Here’s looking at me, kid

Sometime in the late 70s I remember watching Alien at a West End cinema. A space crew receives a distress call, and as they sit down to eat their no doubt well-earned grub they’re unexpectedly joined by a testy little monster bursting out of John Hurt’s chest.

The shit really rains down when the Facehuggers show up. Prising them off someone’s face just delays the inevitable and the only sensible solution, as Ripley so eloquently put it, was to the nuke the shit out of planet LV-426, just to be sure, and by Alien version 2, 4 or 81 they did. The Weyland-Yutani Corporation’s ‘perfect creation’ was lost.

Only it wasn’t, at least not to Earth. Facehuggers are everywhere. Digital Facehuggers.

They lurk in your bag, in your pocket, in your car and in your home. But mostly they are on selfie sticks, pointing at people’s gurning faces while standing in front of some tourist attraction, at nights out with their same vacuous, selfie-loving friends or just used to ramp up their karma or like scores.

On the whole, my attitude is this: if your ego is so fragile that it needs regular selfie injections then please crawl back into your safe space and keep dreaming about unicorns, snowflakes and your next ‘like’ moment. But there comes a point where my angerlocator starts pinging at an alarming rate. This usually happens when, for some prat, it is really, really important to share their selfie image with their imbecile selfie-sharing pals. Why look and admire the works in the Uffizi when you can selfie yourself instead? Here’s looking at me, kid.

Look Mum, here’s one of my arse pointing at the Birth of Venus. And speaking of art, who can forget DomDebastioGate? The need of a 24-year-old moron to hug a 16th century statue for a selfie. Way to go. Except it didn’t. It toppled and smashed into pieces. Mr Selfie was alright though, more’s the pity. But this pales into insignificance when compared to Parsons Green and Heidenheim. So, please be my guest as I lead you down the selfie rabbit hole.

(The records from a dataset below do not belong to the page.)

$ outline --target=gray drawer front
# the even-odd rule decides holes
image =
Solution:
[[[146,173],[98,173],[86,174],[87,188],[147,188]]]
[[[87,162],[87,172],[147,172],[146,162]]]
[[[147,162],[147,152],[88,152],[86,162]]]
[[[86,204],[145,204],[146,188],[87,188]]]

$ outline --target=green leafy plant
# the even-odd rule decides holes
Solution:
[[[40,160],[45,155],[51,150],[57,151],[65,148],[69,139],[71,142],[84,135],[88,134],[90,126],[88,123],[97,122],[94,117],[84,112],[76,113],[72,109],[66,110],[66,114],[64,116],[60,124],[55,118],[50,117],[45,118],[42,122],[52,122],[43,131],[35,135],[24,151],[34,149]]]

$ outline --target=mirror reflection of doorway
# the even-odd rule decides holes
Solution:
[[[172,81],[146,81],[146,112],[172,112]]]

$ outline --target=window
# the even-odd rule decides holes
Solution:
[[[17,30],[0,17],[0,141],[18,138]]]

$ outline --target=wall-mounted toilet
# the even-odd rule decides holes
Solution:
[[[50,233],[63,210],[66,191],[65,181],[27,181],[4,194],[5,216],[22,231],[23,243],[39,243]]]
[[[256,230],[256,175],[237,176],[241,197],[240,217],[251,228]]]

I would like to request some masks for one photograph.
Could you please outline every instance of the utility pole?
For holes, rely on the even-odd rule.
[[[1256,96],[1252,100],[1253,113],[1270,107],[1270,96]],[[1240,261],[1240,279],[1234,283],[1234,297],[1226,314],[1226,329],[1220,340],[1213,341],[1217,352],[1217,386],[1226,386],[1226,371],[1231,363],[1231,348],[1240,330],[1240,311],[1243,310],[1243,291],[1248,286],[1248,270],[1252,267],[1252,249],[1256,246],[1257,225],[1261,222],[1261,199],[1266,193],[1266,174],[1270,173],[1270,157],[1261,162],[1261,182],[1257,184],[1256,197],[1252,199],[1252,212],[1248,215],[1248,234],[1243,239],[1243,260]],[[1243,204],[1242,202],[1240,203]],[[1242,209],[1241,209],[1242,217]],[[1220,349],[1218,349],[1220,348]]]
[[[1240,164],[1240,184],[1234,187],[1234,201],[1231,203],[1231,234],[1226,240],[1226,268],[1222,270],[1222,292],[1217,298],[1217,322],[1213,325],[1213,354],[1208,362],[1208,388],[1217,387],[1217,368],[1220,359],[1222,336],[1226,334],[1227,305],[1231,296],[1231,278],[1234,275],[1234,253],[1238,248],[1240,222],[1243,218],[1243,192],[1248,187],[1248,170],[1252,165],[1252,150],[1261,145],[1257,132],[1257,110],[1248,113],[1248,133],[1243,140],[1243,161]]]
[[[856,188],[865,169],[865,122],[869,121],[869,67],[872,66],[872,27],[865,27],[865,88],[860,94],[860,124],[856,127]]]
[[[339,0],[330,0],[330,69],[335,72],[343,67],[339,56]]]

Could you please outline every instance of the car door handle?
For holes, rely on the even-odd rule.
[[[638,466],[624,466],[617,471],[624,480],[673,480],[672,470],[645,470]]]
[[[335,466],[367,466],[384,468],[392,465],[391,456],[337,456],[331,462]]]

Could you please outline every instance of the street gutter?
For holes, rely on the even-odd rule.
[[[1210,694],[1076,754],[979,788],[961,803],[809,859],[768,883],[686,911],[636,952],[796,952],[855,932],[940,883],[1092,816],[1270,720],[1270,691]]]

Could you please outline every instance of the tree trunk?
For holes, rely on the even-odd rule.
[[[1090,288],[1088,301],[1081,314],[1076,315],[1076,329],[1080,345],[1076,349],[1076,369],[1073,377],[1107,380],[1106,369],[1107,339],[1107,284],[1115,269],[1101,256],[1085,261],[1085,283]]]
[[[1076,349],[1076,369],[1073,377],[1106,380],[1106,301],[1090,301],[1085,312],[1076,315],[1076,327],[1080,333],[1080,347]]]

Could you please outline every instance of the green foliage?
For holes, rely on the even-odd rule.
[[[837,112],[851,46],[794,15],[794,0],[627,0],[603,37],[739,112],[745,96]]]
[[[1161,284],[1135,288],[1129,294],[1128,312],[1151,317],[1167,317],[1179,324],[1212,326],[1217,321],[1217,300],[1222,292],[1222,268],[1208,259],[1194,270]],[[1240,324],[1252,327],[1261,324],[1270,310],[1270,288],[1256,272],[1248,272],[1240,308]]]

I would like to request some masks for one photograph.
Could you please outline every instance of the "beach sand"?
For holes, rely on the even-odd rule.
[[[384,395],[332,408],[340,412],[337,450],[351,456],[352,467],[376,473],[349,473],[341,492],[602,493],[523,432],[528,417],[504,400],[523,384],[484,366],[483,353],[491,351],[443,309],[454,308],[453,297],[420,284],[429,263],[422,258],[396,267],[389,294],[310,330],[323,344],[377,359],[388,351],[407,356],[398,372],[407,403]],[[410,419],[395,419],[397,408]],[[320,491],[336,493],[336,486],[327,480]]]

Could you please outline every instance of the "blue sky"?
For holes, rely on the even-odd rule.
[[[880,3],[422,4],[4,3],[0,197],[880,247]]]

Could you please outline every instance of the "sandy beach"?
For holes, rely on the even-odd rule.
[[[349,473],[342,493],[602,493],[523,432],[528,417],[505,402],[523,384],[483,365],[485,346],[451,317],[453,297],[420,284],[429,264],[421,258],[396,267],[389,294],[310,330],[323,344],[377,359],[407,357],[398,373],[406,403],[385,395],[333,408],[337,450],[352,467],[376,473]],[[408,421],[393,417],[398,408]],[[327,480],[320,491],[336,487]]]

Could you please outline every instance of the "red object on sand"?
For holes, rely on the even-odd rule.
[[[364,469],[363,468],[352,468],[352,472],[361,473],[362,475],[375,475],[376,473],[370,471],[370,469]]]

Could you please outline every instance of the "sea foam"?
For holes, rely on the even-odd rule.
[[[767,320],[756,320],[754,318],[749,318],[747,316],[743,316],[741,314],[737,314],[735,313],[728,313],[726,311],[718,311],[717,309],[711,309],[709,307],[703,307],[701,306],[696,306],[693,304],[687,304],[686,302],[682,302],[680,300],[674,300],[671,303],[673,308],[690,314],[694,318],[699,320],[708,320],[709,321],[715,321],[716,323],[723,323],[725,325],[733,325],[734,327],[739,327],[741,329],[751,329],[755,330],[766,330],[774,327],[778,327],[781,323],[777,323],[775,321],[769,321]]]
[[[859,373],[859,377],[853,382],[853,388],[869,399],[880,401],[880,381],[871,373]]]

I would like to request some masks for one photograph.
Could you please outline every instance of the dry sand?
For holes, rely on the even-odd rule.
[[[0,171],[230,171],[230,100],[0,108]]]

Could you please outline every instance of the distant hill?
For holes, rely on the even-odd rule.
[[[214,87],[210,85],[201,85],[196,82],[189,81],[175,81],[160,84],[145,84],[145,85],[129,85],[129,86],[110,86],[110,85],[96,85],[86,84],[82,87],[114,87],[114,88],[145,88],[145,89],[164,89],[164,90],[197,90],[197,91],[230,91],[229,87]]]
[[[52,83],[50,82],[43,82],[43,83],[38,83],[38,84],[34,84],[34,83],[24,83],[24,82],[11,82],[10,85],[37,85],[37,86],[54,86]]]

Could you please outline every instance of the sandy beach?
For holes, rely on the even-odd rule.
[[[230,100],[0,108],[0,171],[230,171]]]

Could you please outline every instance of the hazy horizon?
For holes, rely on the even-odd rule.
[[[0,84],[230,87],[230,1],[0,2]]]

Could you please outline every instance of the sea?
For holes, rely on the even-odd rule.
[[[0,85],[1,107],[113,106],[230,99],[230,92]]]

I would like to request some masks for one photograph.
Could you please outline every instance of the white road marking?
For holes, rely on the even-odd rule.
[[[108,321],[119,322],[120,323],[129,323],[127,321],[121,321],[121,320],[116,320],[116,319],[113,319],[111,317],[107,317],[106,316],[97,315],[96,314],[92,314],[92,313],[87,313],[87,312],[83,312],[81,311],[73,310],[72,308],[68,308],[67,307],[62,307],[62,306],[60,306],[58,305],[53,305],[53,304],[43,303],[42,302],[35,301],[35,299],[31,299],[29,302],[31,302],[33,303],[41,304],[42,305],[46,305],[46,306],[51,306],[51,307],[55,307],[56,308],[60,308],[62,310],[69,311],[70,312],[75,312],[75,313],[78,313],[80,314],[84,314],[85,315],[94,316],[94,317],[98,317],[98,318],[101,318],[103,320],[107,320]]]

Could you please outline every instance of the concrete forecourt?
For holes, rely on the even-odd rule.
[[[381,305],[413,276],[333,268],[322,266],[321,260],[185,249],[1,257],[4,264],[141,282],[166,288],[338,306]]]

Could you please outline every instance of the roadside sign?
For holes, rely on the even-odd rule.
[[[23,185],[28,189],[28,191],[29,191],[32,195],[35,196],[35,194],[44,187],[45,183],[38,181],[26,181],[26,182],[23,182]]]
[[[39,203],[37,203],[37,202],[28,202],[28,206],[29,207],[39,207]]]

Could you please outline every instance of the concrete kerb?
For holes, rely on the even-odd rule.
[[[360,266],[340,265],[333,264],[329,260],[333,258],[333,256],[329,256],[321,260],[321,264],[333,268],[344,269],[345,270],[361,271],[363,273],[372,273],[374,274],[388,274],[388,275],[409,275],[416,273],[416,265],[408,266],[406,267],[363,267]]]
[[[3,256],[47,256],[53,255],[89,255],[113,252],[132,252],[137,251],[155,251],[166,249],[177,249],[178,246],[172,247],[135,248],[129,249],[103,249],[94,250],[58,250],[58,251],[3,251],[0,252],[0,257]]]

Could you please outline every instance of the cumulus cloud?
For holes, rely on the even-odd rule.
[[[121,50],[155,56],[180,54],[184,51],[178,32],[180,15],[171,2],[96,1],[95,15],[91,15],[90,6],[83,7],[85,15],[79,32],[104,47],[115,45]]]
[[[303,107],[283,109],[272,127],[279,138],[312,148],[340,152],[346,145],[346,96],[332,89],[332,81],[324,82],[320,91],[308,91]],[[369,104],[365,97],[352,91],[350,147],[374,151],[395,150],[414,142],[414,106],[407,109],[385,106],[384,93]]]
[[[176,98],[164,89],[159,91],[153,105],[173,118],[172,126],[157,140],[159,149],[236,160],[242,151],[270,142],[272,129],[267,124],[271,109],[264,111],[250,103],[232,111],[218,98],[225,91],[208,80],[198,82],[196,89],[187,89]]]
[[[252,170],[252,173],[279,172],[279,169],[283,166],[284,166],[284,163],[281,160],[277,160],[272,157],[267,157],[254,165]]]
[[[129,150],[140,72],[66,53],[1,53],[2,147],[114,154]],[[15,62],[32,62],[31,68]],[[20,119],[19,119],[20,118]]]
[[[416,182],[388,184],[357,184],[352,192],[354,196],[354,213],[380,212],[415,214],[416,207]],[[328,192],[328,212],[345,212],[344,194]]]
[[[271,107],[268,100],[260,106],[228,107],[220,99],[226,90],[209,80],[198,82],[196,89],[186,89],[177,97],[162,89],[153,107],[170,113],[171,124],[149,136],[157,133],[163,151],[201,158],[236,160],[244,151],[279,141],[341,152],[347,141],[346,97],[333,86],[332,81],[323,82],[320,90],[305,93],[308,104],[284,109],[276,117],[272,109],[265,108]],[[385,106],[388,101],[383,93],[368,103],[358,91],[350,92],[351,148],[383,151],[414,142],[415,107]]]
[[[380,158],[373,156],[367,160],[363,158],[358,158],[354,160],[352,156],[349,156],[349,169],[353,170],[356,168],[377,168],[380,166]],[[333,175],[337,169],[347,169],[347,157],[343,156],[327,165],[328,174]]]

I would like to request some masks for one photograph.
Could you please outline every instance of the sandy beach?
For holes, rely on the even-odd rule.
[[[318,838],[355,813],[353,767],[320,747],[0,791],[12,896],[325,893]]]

Parsons Green Underground station, where some of the victims of a terrorist bomb, which thankfully failed to explode properly, just had to take in-carriage selfies. Yes, that’s right, next to a bomb. Which had failed to explode properly. Think about it, what is the first thing that would run through your mind? Take a selfie or run like fuck?

The mind really boggles, but the Heidenheim biker accident takes it to another level. For one nutter it was more important to obstruct an ambulance crew to film a dying biker than render any sort of help. No doubt selfie aficionados are already able to watch the footage on some ghastly it’s in the public interest-type website. And then like it, because sharing is after all caring. And in the interest of karma, I hope when they apprehend the appalling shit they ram what is left of the bike up his arse. Selfie this, you fuckwit.

I recently scrolled through a Reddit picture forum and it brought up an iPhone Facehugger image as a joke about Apple fanboys and girls. Clever, I thought, and scrolled on. But it got me thinking about the total hold that mobile phones have over us. Unlike Jacob Rees-Mogg, most people use their phone as a phone, camera, web surfing, for emails or to send texts. It’s highly likely that their comforting little hugger, comfortably hugged to their face, ear or hand dominates their life 24/7.

What the fuck happened? They are everywhere. Every time I use public transport almost everybody is desperately checking their feeds, texts, faecesbook or twitterati just in case something has happened over the last 30 seconds they may have missed. And as for eating and phone surfing? But I’m straying off course and icebergs are just so 1912.

There’s an addendum to my first Alien film experience. I watched it a second time. With my new girlfriend. That pesky little monster scene did not go down well with her. But worse was to come. When I fessed up that I had seen the film before she turned from calm into Alien Queen, because “you should have warned me”. It was not a pretty sight. Nor is the future.

Evolution is a fact, unless you are in Kentucky, where Ark building is the new whittling. I can imagine a future where babies emerging into life will be birth selfie-ing, that is a word right?, and sharing it with the day’s maternity output, before the midwife has even chopped off their placentas. And after that? That first breast experience, the first shoulder vomit, the first shit filled nappy selfie and so on, ad infinitum, until selfie death do us part.

Welcome to the future.

I know I am muddling up my films, but be afraid, be very afraid.